Philosophically curious and aesthetically pleasing, this project is inspired by the concept of negative entropy, a term in quantum physics that means the opposite of entropy. Negative entropy is, in other words, a way of creating order in a wider system. By translating sound into visual work, Tajima explores what it means to capture and represent life forces, revealing how difficult it is to measure and fully understand aspects of life and communication such as linguistics and the human thoughts and emotions behind them. While revealing these intangible, unknowable aspects of life, she also shows that we can create new beauty, force and information in our “meddling” with these systems and how we process and reimagine them.
Mika Tajima. Art d'Ameublement (Karake), 2020. Spray enamel, thermoformed PETG, 182.9 x 137.2 cm (72 x 54 in). Image courtesy of the artist and Kayne Griffin Corcoran. Copyright of the artist.
The Art d’Ameublement works are large paintings, what the artist calls “aerated paint particles” captured in acrylic frames. Here, paint is a “mist” that has been caught in a frame. Using industrial machines to produce these works, the artist describes them as “ambient” pieces, inspired by Erik Satie’s Furniture Music (Musique d’ameublement). These works play with the industrial production of paint and colour, and seek to contain and reform these processes in new ways. Again, Tajima offers a playful and cerebral resistance to the external forces we almost take for granted, creating a sort of magic by reforming and resisting these structures, and revealing the beauty of the properties themselves.

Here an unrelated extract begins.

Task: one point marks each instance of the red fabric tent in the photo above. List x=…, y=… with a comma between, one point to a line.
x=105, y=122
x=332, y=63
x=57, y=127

Mika Tajima: Regulation, installation view, Simon Lee Gallery, London 2021. Photo: Ben Westoby.
Regulation, as it combines these different instances of capture, articulation and representation of various life forces, affects a compelling stillness and beauty, even as it is drawn from ideas of subjective dissonance with wider structures, and their seeming intangibility. The gallery becomes a space of meditation and revelation, in which we can see the deeper resonance of the structures and forces we often take for granted, and our own potential for resistance, imagination and repositioning ourselves in relation to the rest of the world.